If Hana Larkhill had her way, her father’s body would be in a sailboat, rope and a flute in his hands, and she would watch him embark one last time toward the unknown at the eternal curve of the earth. [Wow, holy long first sentence… Sugg: cutting it into two?] Instead James Larkhill lay in a sterile metal box at Faraday’s Funeral Home. Someone who did it for a living had caked his face with makeup. [This sentence read awkwardly to me. While it makes sense, it doesn’t flow well as well as it could into the next line. Sugg: combining this with next sentence and determining what is really important to keep.] His delicate freckles were powdered out of existence. An old blue suit bound his body; even the strawberry gold of his curls had faded.
Hana’s mother, Noa Larkhill, hasn’t fought these depressing conventions. But she had insisted on an open casket. James’ [OK, so should this be “James’s?” I’ve seen it both ways showing ownership, but I believe it should be ‘s for singular and s’ for plurals] face and shoulders were in tact and the suit covered his abdomen. But Hana felt the looming specter [while I really like “looming specter,” it makes sentence read a little flower, imo] of his ruined lower body, smashed into irreparable pieces by an anonymous fender. [great visual in this sentence!]
Faraday’s was cold, clean and modern—everything was black or stainless steel. Everything had razor-sharp edges. It was the kind of place that gave Hana the feeling she was being blown through by unseen drafts [LOVE this! Spooky J]. She longed for home. For his family, James had provided [This phrasing takes me out of the moment. If Hana is the narrator, why doesn’t she just talk about the house? All the details given afterwards I really like, but this beginning is distracting. Not sure if this is supposed to be 3rd party omniscient?] a house with a door that shrunk up in the winter and bloated until it wedged in the door frame in the summer, a house with stairs that had predictable creaks and groans, a house that moved around them like a familiar friend.

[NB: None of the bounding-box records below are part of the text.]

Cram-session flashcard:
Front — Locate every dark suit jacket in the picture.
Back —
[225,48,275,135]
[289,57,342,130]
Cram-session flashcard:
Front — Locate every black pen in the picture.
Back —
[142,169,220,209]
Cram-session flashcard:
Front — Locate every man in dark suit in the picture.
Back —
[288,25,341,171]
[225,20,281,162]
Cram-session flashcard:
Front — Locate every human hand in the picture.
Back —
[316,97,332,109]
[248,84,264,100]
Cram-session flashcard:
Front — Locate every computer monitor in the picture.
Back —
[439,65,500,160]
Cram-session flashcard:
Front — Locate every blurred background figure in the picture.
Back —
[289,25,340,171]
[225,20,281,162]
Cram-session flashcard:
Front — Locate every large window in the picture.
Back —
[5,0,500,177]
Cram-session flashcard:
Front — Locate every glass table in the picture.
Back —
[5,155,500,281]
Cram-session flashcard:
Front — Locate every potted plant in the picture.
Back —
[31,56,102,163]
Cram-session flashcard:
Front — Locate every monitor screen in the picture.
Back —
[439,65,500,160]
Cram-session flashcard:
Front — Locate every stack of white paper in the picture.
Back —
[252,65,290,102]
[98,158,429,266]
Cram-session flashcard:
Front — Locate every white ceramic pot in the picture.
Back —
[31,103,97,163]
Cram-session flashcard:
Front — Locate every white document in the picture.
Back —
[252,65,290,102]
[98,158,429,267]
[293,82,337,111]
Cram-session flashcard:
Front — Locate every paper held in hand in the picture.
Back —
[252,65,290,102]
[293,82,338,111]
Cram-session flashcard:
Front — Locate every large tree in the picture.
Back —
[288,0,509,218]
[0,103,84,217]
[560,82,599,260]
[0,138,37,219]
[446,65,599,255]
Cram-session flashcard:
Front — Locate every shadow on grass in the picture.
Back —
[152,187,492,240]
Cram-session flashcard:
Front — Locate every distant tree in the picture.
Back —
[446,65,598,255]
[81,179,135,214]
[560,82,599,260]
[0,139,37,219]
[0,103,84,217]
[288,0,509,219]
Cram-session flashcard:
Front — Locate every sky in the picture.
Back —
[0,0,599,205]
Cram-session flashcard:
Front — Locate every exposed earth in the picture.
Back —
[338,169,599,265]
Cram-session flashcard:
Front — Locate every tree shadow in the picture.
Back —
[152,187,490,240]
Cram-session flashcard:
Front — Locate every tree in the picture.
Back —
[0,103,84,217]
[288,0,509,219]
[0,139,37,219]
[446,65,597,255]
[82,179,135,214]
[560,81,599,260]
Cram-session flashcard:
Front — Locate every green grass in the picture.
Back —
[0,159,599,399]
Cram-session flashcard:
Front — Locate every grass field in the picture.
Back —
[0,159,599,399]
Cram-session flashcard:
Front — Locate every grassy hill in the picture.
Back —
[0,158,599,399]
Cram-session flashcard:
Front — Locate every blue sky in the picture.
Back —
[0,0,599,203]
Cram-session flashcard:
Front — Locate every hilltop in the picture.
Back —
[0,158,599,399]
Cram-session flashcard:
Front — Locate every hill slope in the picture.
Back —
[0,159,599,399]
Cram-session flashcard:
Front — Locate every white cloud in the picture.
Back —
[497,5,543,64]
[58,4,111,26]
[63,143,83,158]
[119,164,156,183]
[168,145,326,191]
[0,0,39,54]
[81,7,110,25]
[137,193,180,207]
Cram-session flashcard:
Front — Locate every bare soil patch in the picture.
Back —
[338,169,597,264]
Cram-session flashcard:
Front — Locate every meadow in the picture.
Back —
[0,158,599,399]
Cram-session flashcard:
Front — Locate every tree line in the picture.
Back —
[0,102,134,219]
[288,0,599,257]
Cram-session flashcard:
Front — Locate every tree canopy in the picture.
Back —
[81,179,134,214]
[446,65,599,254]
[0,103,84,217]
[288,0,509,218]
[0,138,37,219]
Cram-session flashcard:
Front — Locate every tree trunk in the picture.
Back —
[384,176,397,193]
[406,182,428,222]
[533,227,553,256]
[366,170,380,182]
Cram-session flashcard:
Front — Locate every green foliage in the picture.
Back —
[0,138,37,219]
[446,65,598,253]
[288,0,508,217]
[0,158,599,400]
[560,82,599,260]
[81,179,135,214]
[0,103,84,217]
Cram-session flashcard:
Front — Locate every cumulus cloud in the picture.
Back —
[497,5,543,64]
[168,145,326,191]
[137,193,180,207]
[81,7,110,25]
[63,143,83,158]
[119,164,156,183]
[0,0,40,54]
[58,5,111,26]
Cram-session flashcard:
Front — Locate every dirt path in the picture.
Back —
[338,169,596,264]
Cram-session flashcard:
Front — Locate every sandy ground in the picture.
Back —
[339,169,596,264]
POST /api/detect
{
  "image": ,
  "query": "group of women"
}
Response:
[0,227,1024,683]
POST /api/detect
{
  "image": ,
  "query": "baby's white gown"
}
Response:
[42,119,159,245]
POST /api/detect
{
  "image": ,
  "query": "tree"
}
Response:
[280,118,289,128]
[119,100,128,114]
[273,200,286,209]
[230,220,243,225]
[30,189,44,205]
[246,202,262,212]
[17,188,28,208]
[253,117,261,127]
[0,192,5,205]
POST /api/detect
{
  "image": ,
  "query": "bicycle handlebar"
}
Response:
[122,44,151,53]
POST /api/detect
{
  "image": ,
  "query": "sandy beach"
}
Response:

James’ death three days earlier had crushed Hana underneath deep, prolonged silence. Her mother, whose loudest expression to this point had always been in the strength of her brush strokes on canvas, rocked and wailed.[I’m totally confused by this line. How did her dad’s death crush her under deep silence if her mother was wailing? Was Hana the one completely silent? Or the atmosphere? Does that make sense?] Hana felt like a ghost, alone and unseen [really like this, visual and descriptive! Nice!!], holding her mother’s tiny shaking limbs [is she holding just her mother’s limbs or her mother’s whole body? Sometimes phrasing can be taken too literally and then it just sounds weird. Just saying.] in a room full of people that, at least today, felt like strangers.
Firstly, thanks so much for sharing your work with us, Sarah! I hope you find my feedback useful. Overall, I really like where the story’s going and am definitely interested in the spooky elements that are so clearly hinting at what’s to come! Great job!